After 12 hours of debate the leftwing Peronist government secured a simple majority in the early hours on Friday, with 202 of 257 votes in support of a 30-month extended fund facility arrangement outlined this month

“It is important to have this solution to avoid a catastrophe,” said Sergio Massa, president of the lower house, ahead of the session.

The Argentine economy is in dire straits. Annual inflation is running at more than 50 per cent, pressure on the local exchange rate is building and dollar reserves are perilously low. By some calculations net central bank reserves have already fallen into negative territory.

Argentina’s 22nd deal with the IMF since it joined in 1956 is now subject to approval from the fund’s board as well as the country’s senate, which is expected to vote early next week. ​​​

Street protests against the IMF deal turned violent outside congress in the capital Buenos Aires on Thursday as the session opened. Demonstrators set fire to rubbish containers and threw stones at the building.
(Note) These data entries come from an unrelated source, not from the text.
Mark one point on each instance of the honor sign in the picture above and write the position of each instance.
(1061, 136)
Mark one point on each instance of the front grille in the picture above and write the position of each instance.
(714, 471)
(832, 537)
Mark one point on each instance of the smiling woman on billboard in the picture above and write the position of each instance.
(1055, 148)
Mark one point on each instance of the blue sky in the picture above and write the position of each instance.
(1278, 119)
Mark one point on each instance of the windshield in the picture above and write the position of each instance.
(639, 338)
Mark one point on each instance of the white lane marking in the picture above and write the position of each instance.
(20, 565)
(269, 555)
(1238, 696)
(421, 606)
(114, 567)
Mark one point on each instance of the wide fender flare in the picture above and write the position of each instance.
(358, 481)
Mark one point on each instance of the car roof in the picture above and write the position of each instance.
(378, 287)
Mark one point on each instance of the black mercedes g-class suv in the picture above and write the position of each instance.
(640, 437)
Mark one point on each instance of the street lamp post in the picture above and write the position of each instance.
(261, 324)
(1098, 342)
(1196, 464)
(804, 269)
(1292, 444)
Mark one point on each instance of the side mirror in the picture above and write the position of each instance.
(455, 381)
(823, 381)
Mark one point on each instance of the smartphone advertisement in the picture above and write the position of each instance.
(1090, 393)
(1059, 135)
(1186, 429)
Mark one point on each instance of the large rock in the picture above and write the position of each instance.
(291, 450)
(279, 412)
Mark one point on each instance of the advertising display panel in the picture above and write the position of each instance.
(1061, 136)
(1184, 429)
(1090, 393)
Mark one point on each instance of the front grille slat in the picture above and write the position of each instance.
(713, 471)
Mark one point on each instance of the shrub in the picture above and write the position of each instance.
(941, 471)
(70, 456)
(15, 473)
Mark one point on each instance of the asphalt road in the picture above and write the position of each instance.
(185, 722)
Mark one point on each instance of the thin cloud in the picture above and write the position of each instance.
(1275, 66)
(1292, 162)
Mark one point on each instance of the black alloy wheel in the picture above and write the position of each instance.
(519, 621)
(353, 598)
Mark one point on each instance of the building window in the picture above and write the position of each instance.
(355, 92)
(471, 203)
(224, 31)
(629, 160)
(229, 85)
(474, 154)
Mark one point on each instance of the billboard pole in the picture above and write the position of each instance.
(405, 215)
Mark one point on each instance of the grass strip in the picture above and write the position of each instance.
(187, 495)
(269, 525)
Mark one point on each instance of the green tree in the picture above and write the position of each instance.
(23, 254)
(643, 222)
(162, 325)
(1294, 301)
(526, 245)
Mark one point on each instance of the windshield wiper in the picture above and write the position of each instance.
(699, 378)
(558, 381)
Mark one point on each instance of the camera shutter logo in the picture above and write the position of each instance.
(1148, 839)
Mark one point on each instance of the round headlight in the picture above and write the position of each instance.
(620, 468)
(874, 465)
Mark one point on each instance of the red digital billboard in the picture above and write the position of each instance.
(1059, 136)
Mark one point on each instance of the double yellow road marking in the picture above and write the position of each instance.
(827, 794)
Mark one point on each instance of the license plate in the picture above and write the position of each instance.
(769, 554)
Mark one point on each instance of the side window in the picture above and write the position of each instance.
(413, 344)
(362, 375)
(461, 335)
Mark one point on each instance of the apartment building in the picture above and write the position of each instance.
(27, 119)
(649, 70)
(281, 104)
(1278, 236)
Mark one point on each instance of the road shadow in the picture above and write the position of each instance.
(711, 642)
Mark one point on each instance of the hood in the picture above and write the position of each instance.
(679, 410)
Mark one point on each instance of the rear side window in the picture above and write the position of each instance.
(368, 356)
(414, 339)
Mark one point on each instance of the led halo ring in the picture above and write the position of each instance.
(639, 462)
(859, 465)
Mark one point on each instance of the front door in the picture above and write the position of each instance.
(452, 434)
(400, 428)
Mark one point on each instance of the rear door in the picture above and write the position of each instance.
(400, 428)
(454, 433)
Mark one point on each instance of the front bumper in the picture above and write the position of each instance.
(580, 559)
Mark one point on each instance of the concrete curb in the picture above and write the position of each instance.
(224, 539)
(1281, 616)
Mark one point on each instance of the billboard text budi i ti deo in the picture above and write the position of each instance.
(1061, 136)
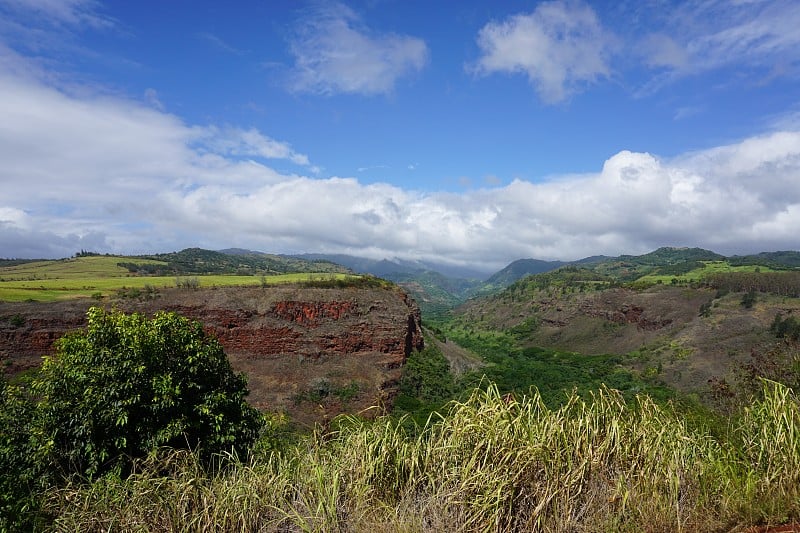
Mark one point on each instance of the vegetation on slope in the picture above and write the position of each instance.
(103, 276)
(492, 463)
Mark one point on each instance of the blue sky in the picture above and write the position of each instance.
(464, 132)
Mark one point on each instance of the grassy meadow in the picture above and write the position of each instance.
(697, 274)
(100, 276)
(490, 463)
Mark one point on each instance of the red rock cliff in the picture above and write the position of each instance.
(294, 343)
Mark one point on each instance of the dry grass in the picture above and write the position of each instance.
(491, 464)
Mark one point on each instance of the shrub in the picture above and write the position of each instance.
(127, 385)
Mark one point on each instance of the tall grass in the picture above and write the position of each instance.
(492, 463)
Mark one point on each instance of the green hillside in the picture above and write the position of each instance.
(100, 276)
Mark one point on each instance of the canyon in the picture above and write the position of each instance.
(309, 352)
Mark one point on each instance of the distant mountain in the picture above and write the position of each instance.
(776, 260)
(670, 256)
(242, 262)
(389, 268)
(521, 268)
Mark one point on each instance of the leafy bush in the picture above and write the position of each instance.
(127, 384)
(22, 476)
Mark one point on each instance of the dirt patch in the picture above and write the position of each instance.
(310, 352)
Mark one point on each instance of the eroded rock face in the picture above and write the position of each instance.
(300, 347)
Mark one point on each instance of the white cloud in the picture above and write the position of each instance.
(560, 46)
(116, 175)
(335, 53)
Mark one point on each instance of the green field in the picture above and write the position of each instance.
(711, 267)
(47, 281)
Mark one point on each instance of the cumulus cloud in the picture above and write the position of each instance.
(335, 53)
(560, 46)
(115, 175)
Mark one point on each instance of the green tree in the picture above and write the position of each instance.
(21, 473)
(128, 384)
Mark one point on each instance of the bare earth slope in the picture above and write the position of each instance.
(313, 352)
(661, 327)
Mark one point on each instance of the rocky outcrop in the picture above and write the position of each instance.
(287, 340)
(626, 314)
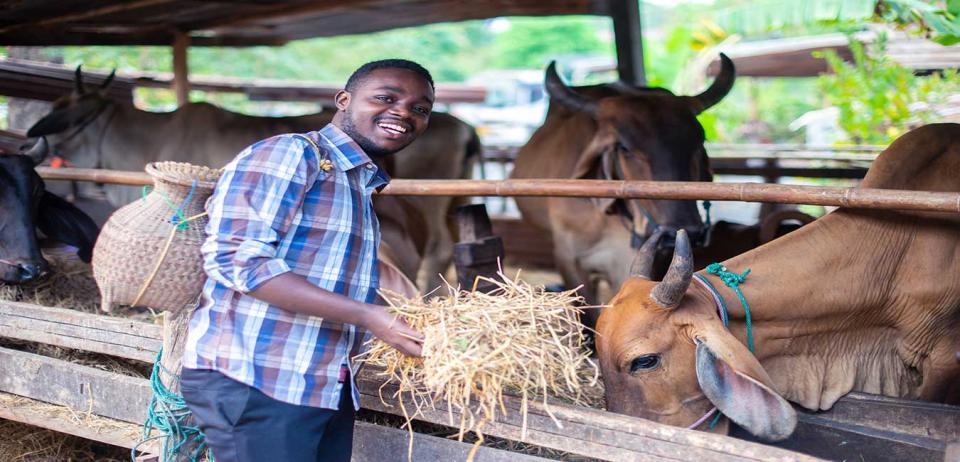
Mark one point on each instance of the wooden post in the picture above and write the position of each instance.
(181, 84)
(479, 252)
(629, 38)
(174, 341)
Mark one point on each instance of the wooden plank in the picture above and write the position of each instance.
(839, 441)
(378, 443)
(953, 453)
(594, 433)
(862, 198)
(65, 420)
(78, 387)
(81, 331)
(918, 418)
(181, 85)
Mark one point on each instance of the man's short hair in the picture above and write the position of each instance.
(362, 72)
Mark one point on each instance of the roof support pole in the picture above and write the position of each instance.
(627, 33)
(181, 85)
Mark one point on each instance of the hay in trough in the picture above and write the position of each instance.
(518, 339)
(26, 443)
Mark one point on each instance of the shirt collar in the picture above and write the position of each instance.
(349, 153)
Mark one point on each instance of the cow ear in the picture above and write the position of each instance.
(732, 378)
(64, 222)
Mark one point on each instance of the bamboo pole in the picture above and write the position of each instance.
(746, 192)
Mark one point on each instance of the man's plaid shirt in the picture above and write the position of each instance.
(278, 207)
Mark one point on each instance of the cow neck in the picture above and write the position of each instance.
(825, 284)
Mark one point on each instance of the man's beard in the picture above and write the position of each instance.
(368, 146)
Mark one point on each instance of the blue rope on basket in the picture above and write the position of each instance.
(168, 413)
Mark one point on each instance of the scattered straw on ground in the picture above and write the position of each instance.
(478, 346)
(26, 443)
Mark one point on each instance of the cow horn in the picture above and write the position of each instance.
(37, 152)
(720, 87)
(106, 83)
(564, 95)
(669, 292)
(78, 79)
(643, 262)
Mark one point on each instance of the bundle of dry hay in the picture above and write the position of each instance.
(517, 338)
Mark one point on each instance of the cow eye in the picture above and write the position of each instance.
(644, 363)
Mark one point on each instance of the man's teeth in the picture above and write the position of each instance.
(394, 128)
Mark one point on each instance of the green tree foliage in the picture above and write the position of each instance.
(756, 18)
(452, 52)
(937, 20)
(878, 99)
(532, 42)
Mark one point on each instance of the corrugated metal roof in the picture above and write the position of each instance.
(245, 22)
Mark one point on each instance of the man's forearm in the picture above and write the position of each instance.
(294, 293)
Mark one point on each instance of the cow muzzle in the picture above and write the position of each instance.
(18, 272)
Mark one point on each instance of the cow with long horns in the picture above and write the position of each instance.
(859, 300)
(25, 207)
(615, 132)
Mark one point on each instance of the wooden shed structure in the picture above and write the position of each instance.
(587, 434)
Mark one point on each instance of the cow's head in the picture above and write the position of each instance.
(646, 134)
(20, 192)
(26, 206)
(666, 356)
(63, 127)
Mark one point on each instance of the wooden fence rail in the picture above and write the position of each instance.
(746, 192)
(859, 425)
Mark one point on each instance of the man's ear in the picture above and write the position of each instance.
(732, 378)
(342, 100)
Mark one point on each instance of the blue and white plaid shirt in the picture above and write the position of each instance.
(278, 207)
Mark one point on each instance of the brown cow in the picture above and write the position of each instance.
(623, 133)
(859, 300)
(93, 131)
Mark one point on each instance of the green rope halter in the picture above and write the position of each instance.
(733, 281)
(168, 414)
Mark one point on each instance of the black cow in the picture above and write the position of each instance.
(26, 206)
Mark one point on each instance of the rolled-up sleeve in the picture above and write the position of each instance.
(256, 201)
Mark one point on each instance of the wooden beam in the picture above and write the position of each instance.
(864, 198)
(181, 83)
(80, 331)
(81, 388)
(629, 40)
(87, 14)
(841, 441)
(62, 419)
(247, 17)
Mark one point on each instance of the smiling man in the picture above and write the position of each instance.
(291, 260)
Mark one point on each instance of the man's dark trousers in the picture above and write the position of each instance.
(244, 425)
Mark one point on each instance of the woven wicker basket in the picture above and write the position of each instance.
(142, 257)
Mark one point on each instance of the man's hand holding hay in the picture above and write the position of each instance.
(517, 339)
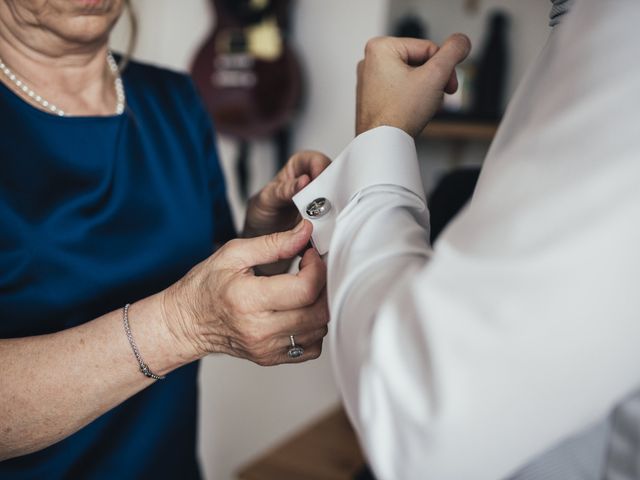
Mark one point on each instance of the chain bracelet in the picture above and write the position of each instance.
(144, 368)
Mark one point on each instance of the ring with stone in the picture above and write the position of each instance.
(295, 350)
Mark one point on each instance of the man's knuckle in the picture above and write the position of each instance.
(374, 44)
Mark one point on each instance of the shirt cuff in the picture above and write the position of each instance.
(382, 156)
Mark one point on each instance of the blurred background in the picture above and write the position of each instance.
(247, 411)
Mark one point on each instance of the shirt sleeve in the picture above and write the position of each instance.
(520, 327)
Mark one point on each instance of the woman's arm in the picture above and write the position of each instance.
(53, 385)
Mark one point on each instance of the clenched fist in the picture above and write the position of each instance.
(401, 81)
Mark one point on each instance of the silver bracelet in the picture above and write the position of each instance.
(144, 368)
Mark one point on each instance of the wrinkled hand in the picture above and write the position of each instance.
(221, 306)
(402, 81)
(272, 210)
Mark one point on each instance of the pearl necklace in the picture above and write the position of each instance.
(27, 91)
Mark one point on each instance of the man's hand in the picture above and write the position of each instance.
(401, 81)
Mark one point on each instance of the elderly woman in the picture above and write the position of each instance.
(110, 191)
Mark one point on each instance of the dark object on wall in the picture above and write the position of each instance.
(411, 26)
(491, 76)
(452, 193)
(248, 77)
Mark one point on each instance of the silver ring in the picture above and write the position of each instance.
(294, 351)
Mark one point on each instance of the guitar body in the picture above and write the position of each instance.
(247, 75)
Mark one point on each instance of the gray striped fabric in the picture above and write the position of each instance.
(581, 457)
(623, 460)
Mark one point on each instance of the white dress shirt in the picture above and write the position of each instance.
(522, 326)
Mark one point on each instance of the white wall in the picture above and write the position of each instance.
(528, 32)
(244, 409)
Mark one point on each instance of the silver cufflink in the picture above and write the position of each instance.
(318, 208)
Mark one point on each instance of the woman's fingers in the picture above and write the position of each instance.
(288, 291)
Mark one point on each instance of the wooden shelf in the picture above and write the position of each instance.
(461, 131)
(327, 450)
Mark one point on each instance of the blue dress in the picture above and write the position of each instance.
(96, 212)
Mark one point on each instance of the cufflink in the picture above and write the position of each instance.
(318, 208)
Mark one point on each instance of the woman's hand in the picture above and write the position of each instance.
(271, 209)
(221, 306)
(401, 81)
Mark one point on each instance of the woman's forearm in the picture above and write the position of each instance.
(53, 385)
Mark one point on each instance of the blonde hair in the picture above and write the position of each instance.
(133, 34)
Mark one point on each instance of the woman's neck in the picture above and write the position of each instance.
(72, 75)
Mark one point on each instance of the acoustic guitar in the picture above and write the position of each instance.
(248, 76)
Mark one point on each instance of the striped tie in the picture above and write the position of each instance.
(623, 459)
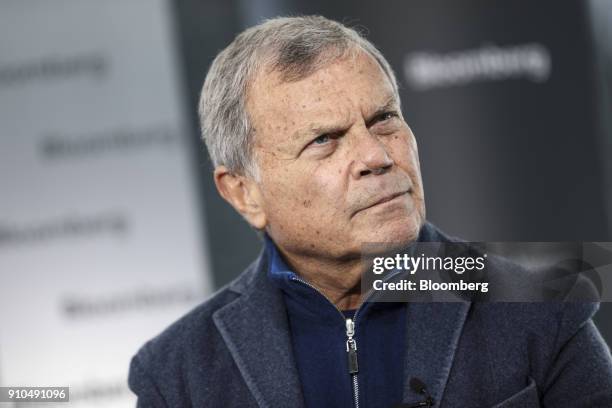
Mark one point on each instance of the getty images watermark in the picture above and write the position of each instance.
(485, 271)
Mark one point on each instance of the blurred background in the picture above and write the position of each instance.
(110, 225)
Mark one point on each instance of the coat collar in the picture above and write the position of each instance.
(256, 331)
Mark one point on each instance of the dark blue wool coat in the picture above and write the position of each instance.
(234, 350)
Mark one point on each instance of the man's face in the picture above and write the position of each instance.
(339, 166)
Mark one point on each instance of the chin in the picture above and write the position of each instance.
(395, 233)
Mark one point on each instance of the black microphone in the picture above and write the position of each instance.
(419, 387)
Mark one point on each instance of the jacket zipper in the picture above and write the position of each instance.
(351, 344)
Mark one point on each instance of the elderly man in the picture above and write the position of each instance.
(302, 120)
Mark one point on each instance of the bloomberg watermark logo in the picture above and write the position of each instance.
(428, 70)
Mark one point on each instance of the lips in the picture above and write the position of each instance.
(384, 199)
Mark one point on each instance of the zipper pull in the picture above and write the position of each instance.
(351, 347)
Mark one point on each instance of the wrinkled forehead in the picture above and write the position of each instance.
(329, 96)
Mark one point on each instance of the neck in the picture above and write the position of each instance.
(339, 281)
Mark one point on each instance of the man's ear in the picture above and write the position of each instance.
(243, 194)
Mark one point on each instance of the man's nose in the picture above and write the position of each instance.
(370, 155)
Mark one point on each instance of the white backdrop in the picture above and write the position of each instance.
(100, 240)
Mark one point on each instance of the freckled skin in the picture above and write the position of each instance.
(316, 193)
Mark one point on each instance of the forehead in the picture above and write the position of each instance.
(332, 94)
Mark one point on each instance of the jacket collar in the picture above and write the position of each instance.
(256, 331)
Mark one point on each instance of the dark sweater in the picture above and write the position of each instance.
(318, 336)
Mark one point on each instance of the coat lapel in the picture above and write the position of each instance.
(256, 331)
(432, 336)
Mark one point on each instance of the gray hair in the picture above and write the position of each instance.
(293, 46)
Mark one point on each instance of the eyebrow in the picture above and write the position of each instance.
(389, 104)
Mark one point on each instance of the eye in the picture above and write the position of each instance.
(321, 139)
(387, 115)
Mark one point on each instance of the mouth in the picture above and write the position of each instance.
(385, 199)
Police were called to control crowds.

President Alberto Fernández had been struggling to convince a fractious parliament to approve the IMF deal, which restructures money lent under a record-breaking $57bn bailout in 2018 signed by the previous centre-right government of Mauricio Macri.

Members of the opposition bloc and some critical voices within the ruling coalition got behind the deal this week after ministers agreed to drop a clause stating that congress would support government economic policy.

The government’s win removes the threat of an imminent default on $19bn of repayments due to the fund this year, but investors are sceptical that a divided and unpopular administration facing elections in 2023 can keep the new arrangement on track and deliver on the conditions set out. 

Fernando Sedano, an economist at Morgan Stanley, described the IMF programme that will delay debt repayments to 2026 as “soft” and “non-transformative” in a client note, saying the plan delivered no structural reforms to foster investment and long-term growth.

Buenos Aires has agreed to gradually reduce the budget deficit over three years and curb central bank money-printing in exchange for a four-and-a-half-year grace period on IMF payments. The government has already agreed a separate restructuring with private bondholders.

One of the main disagreements with officials in Washington during months of inconclusive talks had been over how quickly to withdraw big subsidies on electricity and gas prices. Argentina will reduce energy subsidies by a planned 0.6 per cent of gross domestic product this year, something that analysts warn is unrealistic given the surge in global fuel prices.

Once the IMF board gives the green light — which is widely expected — the country is due to receive $9.8bn of funds. Additional amounts are subject to passing quarterly revisions by IMF staff.

Argentina has been cut off from most external finance since defaulting on its foreign debt for a ninth time in 2020.